Trata-se de ação sob o PROCEDIMENTO COMUM ajuizada por K.B.C., representada pela sua genitora, L.F.B., em face de R.A.M.C., objetivando seja concedida autorização de viagem ao exterior.

Para tanto, afirma, em suma, que:

1) o Réu e a genitora da Autora casaram-se em 11/04/2015;

 2) em 2017, o casal emigrou para os Estados Unidos sem autorização legal para permanecer naquele país e mantiveram uma relação conjugal regular até o nascimento da Autora, menor, em 2021, quando o Réu passou a ter “comportamento estranho e violento”, tendo agredido a genitora, conforme registro de ocorrência em anexo;

3) em 16/09/2022, resolveram se separar;

4) a genitora descobriu que o Réu possui em seu desfavor processo por violência doméstica (Lei Maria da Penha) no Estado do Rio de Janeiro (002xxxx26.2016.8.19.0205);

5) diante dessa situação vulnerável e de risco à sua integridade, pretende voltar ao Brasil;

6) a genitora ingressou com o processo nº 5016746-45.2023.8.08.0035, que tramita na 1ª Vara de Família de Vila Velha/ES, para fins de guarda e visita, a fim de que esta possa regressar ao Brasil para o seio do ambiente familiar; e

7) sem o consentimento do Réu - que se nega a assinar o formulário de solicitação de passaporte e de autorização de viagem internacional -, necessita de autorização judicial para retornar ao Brasil, com fundamento na Convenção sobre os Direitos da Criança (Decreto nº 99.710/1990).

Petição inicial instruída com os documentos do evento 1.

Despacho do evento 3, proferido pelo Juízo da 4ª Vara Federal Cível desta SJ/ES, determinando a redistribuição do feito a este Juízo.

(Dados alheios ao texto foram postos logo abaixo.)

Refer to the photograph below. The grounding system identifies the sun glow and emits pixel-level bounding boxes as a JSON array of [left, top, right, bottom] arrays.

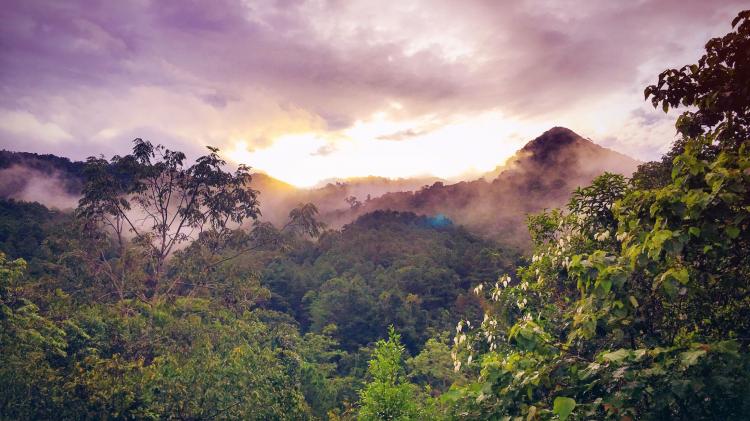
[[229, 112, 543, 187]]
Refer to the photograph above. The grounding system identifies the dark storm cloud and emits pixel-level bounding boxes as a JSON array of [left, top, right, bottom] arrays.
[[0, 0, 744, 161]]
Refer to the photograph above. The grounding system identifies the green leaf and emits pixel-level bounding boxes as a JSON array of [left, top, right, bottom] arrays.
[[602, 349, 630, 363], [552, 396, 576, 421], [680, 349, 706, 367]]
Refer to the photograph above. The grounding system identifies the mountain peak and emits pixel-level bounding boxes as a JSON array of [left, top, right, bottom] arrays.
[[519, 127, 598, 162]]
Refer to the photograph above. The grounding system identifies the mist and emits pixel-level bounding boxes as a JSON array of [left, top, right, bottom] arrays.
[[0, 165, 80, 211]]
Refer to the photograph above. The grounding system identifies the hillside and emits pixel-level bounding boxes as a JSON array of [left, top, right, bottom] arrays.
[[334, 127, 639, 246], [0, 127, 638, 246]]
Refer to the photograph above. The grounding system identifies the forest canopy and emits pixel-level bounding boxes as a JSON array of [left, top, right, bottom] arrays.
[[0, 6, 750, 421]]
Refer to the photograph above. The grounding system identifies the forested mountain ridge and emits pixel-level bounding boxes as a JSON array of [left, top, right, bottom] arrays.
[[0, 10, 750, 421], [0, 127, 639, 246], [340, 127, 639, 245]]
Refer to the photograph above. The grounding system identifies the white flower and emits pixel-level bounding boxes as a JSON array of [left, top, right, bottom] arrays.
[[594, 231, 610, 241]]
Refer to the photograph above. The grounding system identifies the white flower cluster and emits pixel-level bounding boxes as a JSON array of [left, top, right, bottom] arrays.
[[474, 284, 484, 295], [594, 231, 610, 241]]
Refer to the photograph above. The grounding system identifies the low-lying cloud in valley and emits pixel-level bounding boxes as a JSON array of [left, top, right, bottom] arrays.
[[0, 0, 744, 185]]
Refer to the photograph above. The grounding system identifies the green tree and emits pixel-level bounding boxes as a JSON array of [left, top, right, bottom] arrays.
[[77, 139, 259, 301], [358, 326, 420, 421], [644, 10, 750, 149]]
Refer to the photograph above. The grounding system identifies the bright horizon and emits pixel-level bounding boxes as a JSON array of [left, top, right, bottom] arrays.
[[0, 0, 744, 187]]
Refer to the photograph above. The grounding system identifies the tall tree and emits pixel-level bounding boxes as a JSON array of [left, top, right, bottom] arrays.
[[77, 139, 260, 300]]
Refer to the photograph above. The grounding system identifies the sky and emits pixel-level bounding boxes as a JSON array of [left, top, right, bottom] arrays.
[[0, 0, 747, 187]]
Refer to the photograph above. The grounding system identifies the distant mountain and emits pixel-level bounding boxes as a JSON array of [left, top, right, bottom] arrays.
[[0, 127, 639, 246], [250, 173, 440, 227], [338, 127, 639, 246]]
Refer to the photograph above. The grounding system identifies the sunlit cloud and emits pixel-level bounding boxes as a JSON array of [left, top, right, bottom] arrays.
[[0, 0, 746, 182]]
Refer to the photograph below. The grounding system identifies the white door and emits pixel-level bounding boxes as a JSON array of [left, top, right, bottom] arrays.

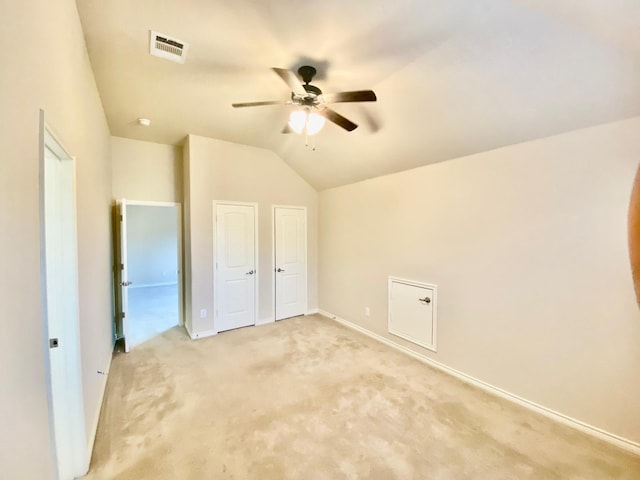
[[215, 203, 257, 332], [42, 139, 87, 480], [274, 207, 307, 320], [116, 199, 131, 353]]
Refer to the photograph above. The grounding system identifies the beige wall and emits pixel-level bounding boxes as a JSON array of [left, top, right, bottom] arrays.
[[0, 0, 112, 480], [319, 118, 640, 442], [184, 135, 318, 334], [111, 137, 182, 202]]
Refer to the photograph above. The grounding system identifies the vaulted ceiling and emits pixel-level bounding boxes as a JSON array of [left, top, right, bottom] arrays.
[[77, 0, 640, 190]]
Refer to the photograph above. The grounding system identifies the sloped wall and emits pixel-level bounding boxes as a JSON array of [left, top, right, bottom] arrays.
[[0, 0, 112, 480], [319, 118, 640, 442]]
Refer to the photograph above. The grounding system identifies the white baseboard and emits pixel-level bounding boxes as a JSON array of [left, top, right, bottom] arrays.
[[318, 309, 640, 455], [84, 350, 115, 475], [185, 324, 218, 340]]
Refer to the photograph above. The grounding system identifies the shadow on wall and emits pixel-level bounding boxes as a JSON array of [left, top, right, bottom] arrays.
[[629, 161, 640, 306]]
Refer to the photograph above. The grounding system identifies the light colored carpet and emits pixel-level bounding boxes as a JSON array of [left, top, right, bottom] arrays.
[[87, 316, 640, 480], [127, 284, 180, 347]]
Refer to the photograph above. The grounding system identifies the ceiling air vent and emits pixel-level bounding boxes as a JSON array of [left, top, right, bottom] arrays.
[[149, 30, 189, 63]]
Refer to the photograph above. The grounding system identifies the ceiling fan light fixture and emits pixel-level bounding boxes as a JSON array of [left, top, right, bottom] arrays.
[[307, 112, 324, 135], [289, 108, 325, 135]]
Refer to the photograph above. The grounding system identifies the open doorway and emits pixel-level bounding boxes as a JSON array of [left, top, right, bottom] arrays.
[[119, 200, 182, 351]]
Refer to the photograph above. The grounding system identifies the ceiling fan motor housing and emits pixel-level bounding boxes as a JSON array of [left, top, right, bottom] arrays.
[[298, 65, 318, 83]]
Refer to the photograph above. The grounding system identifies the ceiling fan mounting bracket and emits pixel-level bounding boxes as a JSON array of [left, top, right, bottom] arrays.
[[298, 65, 318, 84]]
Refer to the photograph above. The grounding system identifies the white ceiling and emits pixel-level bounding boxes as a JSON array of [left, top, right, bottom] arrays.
[[77, 0, 640, 190]]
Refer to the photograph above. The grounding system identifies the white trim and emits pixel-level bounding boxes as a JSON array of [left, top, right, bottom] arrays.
[[256, 317, 276, 327], [212, 200, 260, 338], [271, 204, 309, 321], [119, 198, 182, 207], [83, 354, 113, 475], [319, 309, 640, 455], [116, 198, 186, 326], [387, 275, 438, 352], [129, 282, 178, 289], [185, 325, 219, 340]]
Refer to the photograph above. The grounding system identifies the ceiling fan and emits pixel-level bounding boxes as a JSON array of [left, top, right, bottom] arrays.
[[232, 65, 377, 135]]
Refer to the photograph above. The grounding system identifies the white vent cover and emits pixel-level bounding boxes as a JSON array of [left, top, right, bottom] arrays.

Decisão do evento 7: 1) deferindo o pedido de concessão do benefício da gratuidade de justiça em favor da Autora, na forma do art. 98 do NCPC; e 2) determinando a intimação da Autora para manifestar-se sobre a incompetência deste Juízo Federal para processar e julgar a presente ação (art. 7º do Decreto-Lei nº 4.657/42 - Lei de Introdução às normas do Direito Brasileiro e art. 147, I, da Lei nº 8.069/90 - Estatuto da Criança e do Adolescente), em observância ao princípio do contraditório substancial (arts. 9º e 10 do NCPC).

 Despacho do evento 11 decretando segredo de justiça em relação ao presente feito (sigilo 1), com fulcro no art. 189, II, do NCPC, de forma que somente as partes litigantes e seus advogados e/ou procuradores regularmente cadastrados possam ter acesso aos autos.

A Autora, no evento 14, ratifica a competência da Justiça Federal para processar e julgar a presente demanda.

Vieram os autos conclusos.

É o relatório. DECIDO.

A Autora K.B.C., menor, representada por sua genitora, L.F.B, requer seja concedida autorização de viagem ao exterior diante da recusa do seu genitor em fazê-lo, sob os seguintes argumentos:

► em 2017, o casal emigrou para os Estados Unidos e lá reside até a presente data;

► após o nascimento da menor, em 2021, o Réu passou a ter “comportamento estranho e violento”, tendo agredido a genitora, conforme registro de ocorrência em anexo e, por isso, em 16/09/2022, resolveram se separar;

► diante dessa situação vulnerável e de risco à sua integridade, a genitora pretende voltar com a menor para o Brasil; e

► sem o consentimento do Réu - que se nega a assinar o formulário de solicitação de passaporte e de autorização de viagem internacional -, necessita de autorização judicial para retornar ao Brasil, com fundamento na Convenção sobre os Direitos da Criança (Decreto nº 99.710/1990).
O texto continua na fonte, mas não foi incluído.